Authors, meanwhile, often feel threatened from all sides. The ever-increasing number of books published each year, including those written with AI, makes it more difficult for writers to find an audience in a fractured and oversaturated entertainment marketplace. On top of that, authors who steer clear of AI now feel pressure to prove their human bona fides – with no great options for doing so short of livestreaming as they type.
Some writers are adding a logo to their books and websites that says “human authored”. The certification, offered by the Authors Guild in the US and the Society of Authors in the UK, allows authors to attest that they wrote their books without using AI to generate or substantially shape prose.

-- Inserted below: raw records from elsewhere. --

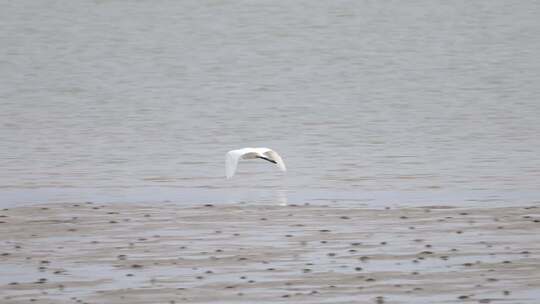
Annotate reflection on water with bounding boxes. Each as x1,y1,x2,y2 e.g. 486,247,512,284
0,0,540,203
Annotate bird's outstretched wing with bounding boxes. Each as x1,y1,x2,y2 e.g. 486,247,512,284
264,149,287,171
225,150,243,178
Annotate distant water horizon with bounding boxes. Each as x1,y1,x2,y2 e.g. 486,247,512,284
0,0,540,206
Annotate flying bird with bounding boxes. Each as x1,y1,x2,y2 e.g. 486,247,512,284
225,148,287,178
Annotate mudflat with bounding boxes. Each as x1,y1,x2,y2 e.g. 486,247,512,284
0,202,540,303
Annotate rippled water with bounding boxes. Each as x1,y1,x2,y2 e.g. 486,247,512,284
0,0,540,204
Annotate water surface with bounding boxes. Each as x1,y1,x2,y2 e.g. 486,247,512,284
0,0,540,205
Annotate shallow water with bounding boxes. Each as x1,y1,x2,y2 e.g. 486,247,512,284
0,0,540,205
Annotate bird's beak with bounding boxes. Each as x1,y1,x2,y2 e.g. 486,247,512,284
257,156,277,164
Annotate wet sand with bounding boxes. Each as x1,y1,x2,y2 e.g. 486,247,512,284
0,203,540,303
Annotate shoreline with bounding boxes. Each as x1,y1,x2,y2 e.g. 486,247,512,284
0,203,540,303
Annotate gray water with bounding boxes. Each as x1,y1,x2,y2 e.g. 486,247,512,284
0,0,540,205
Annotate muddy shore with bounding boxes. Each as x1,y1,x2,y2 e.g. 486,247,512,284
0,202,540,303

While, in the US, the Authors Guild does not independently verify authors’ claims, writers may be subject to trademark violation suits if they violate the logo’s terms of use.
AM Dunnewin, a self-published author of horror novels, registered for the certification and put the symbol on her website: “I thought, maybe having that certificate could be a safety net, letting people know that it’s my work.”
Readers who picked up Shy Girl were among the first to spot signs of AI generation in its pages, and they clearly didn’t like it. Some writers said they found that encouraging.
“If they are going to spend money on a book, they want it to come from the author’s brain and heart and not a computer that’s robbed the writer’s brain,” says Laura Taylor Namey, who writes young-adult fiction. “I applaud that.”
But others fear that more AI-generated books will slip through the cracks. And as technology improves, the telltale signs of chatbot prose might disappear.